Ce résumé – assez personnel – des épisodes précédents étant fait, J.-L. Mélenchon concentre à présent ses attaques sur les « va-t-en guerre de salon » et les « généraux d’opéra » qui paradent sur les chaines d’info en continu. Ce qui vaut à ses adversaires cette connotation d’impuissance, c’est le diagnostic, partagé avec l’extrême-droite et les médias Bolloré, selon lequel la guerre est terminée : tandis que l’on fanfaronne sur les plateaux de TV, elle est en réalité déjà perdue pour « l’Europe atlantiste ».

A cette affirmation se mêle une forme de satisfaction de voir se réaliser l’échec de ce que Mélenchon a toujours voué aux gémonies : l’OTAN. Il y a là comme un écho du « défaitisme révolutionnaire » des léninistes : souhaiter la défaite de son propre camp pour hâter le renversement du régime en place. « Mon plus grand désir est que la Prusse se fasse battre ; il y aurait alors une révolution à Berlin », avait déclaré Friedrich Engels le 2 avril 1866. De même, dans ses posts de blog, J.-L. Mélenchon appelle de ses vœux la « défaite » de l’OTAN, et y voit le préalable à une révolution en Europe.
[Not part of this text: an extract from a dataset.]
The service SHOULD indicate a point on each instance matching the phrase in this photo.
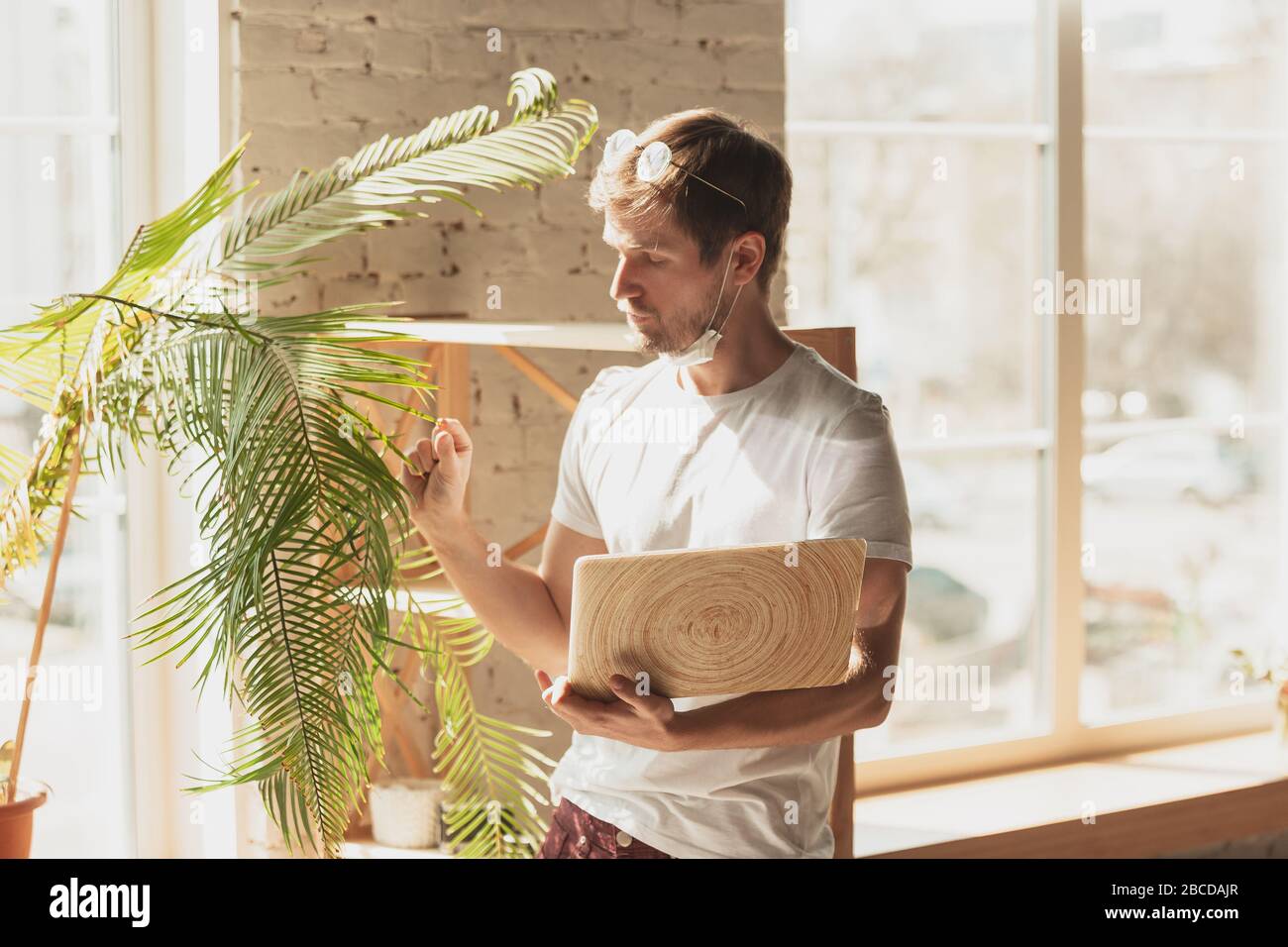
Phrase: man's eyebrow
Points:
(660, 245)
Les boutefeux qui voudraient voir la guerre s’éterniser sont en réalité dans un « déni de défaite » (09/03). Ils refusent de considérer ce nouvel échec militaire comme ceux qui l’ont précédé : « Comme si, après le chaos en Irak ou en Libye, après la déroute en Afghanistan, après la mise à feu et à sang du Moyen-Orient, et combien d’autres épisodes calamiteux, l’Europe atlantiste faisait autre chose que de s’enfoncer… » (01/03)Non seulement « le Donbass et la Crimée ne seront pas récupérés », non seulement « l’adhésion à l’OTAN de l’Ukraine n’aura pas lieu », mais « il n’existe aucune possibilité militaire (dissuasion nucléaire mise à part) de conduire une guerre si peu que ce soit victorieuse contre la Russie ». Et pour cause : les capacités de production militaire européennes sont notoirement insuffisantes et notre dépendance matérielle vis-à-vis des Etats-Unis beaucoup trop grande (02/03). Bref, 1) la guerre est perdue, 2) on ne pouvait pas la gagner et 3) c’est une bonne nouvelle. On pourrait plaider que la Russie est pourtant loin de l’avoir gagnée, sinon à la faveur du lâchage américain ; qu’elle est encore dans les tranchées gelées du Donbass trois ans après le déclenchement d’un conflit qu’elle devait plier en trois jours ; que Zelensky n’a jamais été aussi populaire dans son pays et que l’esprit national ukrainien n’a fait que se renforcer depuis le déclenchement de la guerre. Mais tout cela n’entre pas dans le fil du raisonnement de J.-L. Mélenchon qui semble perpétuellement victime d’un biais de confirmation : de la réalité, il ne retient que les éléments qui coïncident avec sa vision du monde.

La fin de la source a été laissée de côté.